What do you do with this sin? You do the same thing that you do with every sin: repent of it and look to Christ for salvation and healing. If you need some additional encouragement, consider the following:
- There is no sin so great that the blood of Christ cannot cover it. Your sin is great; his grace is greater. Your sin has mastered you, but Christ can master it.
- You have no right to go to God apart from Christ. But in Christ you can go boldly to the throne of grace (Heb. 4:16). And you must go boldly. Do not go with promises that you will do better. Do not go to plead your case – let Christ the Mediator do that. Plead the blood of the Lamb shed for you. God cannot say no to the precious blood of his Son.

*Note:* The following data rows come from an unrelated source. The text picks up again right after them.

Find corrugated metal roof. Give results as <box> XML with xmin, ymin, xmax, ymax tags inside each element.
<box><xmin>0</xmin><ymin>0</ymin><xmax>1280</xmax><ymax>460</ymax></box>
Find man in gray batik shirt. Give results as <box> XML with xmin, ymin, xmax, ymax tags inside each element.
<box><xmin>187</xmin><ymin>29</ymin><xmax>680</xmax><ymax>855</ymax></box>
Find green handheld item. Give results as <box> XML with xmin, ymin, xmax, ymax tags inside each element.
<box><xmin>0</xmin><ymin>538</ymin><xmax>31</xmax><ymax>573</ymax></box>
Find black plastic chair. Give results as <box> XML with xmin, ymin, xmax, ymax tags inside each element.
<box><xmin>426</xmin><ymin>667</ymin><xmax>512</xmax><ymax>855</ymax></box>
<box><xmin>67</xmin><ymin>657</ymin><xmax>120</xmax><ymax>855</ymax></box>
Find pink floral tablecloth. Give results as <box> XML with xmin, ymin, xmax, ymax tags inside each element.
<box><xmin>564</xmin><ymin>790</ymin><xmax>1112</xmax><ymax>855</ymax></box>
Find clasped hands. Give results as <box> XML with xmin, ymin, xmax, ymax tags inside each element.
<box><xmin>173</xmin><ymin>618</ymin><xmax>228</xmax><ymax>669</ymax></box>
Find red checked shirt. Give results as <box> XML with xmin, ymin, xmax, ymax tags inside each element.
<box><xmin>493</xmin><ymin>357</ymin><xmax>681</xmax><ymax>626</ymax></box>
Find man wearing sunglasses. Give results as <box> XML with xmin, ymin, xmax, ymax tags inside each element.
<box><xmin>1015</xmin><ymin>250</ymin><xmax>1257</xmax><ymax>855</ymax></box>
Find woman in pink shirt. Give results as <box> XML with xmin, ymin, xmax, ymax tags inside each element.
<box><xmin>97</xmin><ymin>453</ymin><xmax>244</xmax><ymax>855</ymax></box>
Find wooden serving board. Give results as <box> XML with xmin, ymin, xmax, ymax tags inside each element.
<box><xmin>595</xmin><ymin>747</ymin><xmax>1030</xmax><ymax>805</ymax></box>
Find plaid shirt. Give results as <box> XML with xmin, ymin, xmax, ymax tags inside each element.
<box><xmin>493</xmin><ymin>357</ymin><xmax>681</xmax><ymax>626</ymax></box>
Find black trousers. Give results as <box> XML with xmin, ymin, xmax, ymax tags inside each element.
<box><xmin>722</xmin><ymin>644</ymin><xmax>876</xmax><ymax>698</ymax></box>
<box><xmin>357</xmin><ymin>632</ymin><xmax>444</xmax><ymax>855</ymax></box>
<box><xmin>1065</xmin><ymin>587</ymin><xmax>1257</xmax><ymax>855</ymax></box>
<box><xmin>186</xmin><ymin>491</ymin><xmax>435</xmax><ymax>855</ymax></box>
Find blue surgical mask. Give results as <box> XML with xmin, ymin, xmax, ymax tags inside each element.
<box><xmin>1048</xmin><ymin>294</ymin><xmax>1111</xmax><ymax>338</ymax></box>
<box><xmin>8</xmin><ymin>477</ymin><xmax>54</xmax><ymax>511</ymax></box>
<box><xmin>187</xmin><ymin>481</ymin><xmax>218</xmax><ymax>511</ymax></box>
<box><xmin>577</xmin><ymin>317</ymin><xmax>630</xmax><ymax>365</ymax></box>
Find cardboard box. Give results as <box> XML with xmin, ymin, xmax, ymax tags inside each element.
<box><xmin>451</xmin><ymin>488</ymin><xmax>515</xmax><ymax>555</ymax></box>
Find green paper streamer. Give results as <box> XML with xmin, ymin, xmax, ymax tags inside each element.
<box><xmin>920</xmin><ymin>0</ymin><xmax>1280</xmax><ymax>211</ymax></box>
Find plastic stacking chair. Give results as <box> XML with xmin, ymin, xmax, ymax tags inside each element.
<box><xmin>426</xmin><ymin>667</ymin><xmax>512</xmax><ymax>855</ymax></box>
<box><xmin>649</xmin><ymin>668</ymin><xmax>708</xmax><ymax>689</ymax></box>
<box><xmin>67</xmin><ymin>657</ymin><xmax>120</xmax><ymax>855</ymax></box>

- Lest you despair there is no hope for you, remember your election. God the Father gave your name to the Son to take the cross. The Father, in effect, said, Save this one, My Son, bring this one safely into My kingdom. The Son says, ‘All the Father gives to me will come to me, and whoever comes to me I will never cast out,” (Jn. 6:37). You were chosen by the Father, purchased by the Son, and sealed by the Spirit. He knew of this sin well before you ever committed it and his intent is to save you from it, not reject you for it. Pray that God would restore you to the joy of your salvation.
- Read the Psalms of Confession for direction and encouragement: 6, 32, 38, 51, 102, 130, and 143.